The payoff is that while all the big-city hot-shots are getting drunk, harassing Brooks’s pregnant wife and playing up to the ego of the county attorney prosecuting the case (Clarence Wilson, the marvelous villain in W. C. Fields’ movies Tillie and Gus and The Old-Fashioned Way) — one of the reporters even writes the county attorney’s closing statement for him and coaches him in how to deliver it for maximum effect — Bruce Foster (ya remember Bruce Foster?) of the Cornwall Courier is pursuing the case as if Marcia Ferguson’s account of a home invasion by outside thugs is true, writing other police departments in the area to see if they’ve got reports of similar crimes with the same M.O. Just before the county attorney is about to take the case against Mrs. Ferguson to the jury — and to put Judd Brooks on trial as her co-conspirator if Mrs. Ferguson is convicted — the Cornwall Courier breaks the story of how the real burglars were arrested in another city, and among the items found on them were a ring from the Ferguson home that linked them to George Ferguson’s murder. Kind, virtuous, incorruptible little Bruce Foster gallantly offers his story to all the New York papers for free and turns down their job offers, preferring to remain in Cornwall; Tony Martin grabs the train to New York to run off with Bob Parks — who’s somewhat the worse for wear since, in the film’s one genuinely dramatic scene, he’s been confronted by Judd Brooks, whose wife has just died in hospital after miscarrying their baby; Judd is convinced that the New York reporters hounded his wife and thereby caused her and their child’s death, and he forces Parks out of the reporters’ redoubt by holding his hand in his coat pocket to make it look like he’s got a gun in it, though after their confrontation Parks emerges bloodied but still alive — and Maizie decides to remain in Cornwall, pointing out just before the fade-out that Tony’s departure has left a vacancy on the Cornwall Courier (and, we get the impression, she’s going to fill the vacancy in Bruce Foster’s love life as well).

 The Famous Ferguson Case — directed by Warners’ ultimate hack, Lloyd Bacon, with a few impressive visual flourishes (an almost noir shot of Vivienne Osborne in a jail cell and a well-structured suspense sequence between Kenneth Thomson and Leon Waycoff — who as the desperate husband shows off acting chops well beyond most of the people in this movie and indicated how well he’d do in his subsequent career) but mostly shot pretty plainly and a good deal more slowly paced than the Warners’ norm — is a sort of bastard hybrid of Five Star Final and The Front Page, nowhere near as good as either.

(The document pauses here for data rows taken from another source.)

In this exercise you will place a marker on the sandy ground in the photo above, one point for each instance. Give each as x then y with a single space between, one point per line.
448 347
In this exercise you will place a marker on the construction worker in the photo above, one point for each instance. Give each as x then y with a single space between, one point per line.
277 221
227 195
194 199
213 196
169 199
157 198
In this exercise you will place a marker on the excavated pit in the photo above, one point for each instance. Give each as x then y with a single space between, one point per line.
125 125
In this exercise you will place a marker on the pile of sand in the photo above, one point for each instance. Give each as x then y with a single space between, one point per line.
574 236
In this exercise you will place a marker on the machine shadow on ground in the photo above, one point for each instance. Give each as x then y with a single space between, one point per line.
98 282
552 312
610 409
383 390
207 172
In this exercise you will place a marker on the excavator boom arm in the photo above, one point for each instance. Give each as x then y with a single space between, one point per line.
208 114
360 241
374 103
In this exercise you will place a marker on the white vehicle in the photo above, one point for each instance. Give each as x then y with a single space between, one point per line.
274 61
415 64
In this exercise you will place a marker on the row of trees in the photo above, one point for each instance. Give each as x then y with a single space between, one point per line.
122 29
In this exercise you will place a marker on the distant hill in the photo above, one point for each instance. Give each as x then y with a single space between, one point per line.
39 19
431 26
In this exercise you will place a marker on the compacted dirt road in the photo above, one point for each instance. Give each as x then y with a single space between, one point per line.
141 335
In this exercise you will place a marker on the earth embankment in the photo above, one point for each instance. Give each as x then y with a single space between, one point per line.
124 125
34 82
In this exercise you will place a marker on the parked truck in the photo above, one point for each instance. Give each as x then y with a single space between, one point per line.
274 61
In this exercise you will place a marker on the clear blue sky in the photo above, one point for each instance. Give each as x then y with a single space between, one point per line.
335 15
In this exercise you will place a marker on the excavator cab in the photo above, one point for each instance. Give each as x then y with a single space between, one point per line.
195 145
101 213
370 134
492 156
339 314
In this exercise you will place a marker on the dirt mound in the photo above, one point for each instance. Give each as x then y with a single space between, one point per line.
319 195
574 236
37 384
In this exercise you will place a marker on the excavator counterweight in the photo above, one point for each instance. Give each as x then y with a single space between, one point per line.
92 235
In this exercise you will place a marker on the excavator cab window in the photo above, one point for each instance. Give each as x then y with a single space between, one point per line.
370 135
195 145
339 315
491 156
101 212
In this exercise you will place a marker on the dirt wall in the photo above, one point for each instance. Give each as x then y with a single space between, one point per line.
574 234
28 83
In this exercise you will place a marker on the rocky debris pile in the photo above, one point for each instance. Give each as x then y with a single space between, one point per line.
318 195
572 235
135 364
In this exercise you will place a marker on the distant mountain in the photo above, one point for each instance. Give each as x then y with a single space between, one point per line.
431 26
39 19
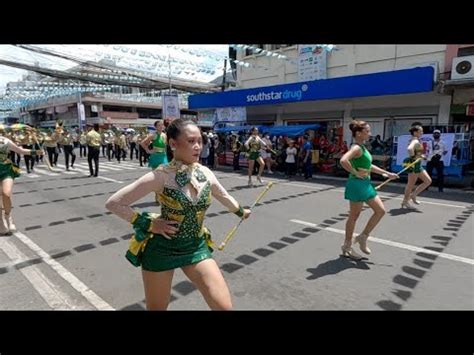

It’s an odd sort of failure because one doesn’t expect a Warners film from 1932, especially one about the newspaper business and with Joan Blondell as the star, to be this dull — or that the male lead who’s supposed to be the voice of reason looks like he just graduated from high school. (One can readily imagine the part being remodeled for an older actor and played by, say, Pat O’Brien — especially if they’d made him a former New York reporter who got disgusted by the antics of his big-city colleagues and decided to move to the country and buy the Cornwall Courier.)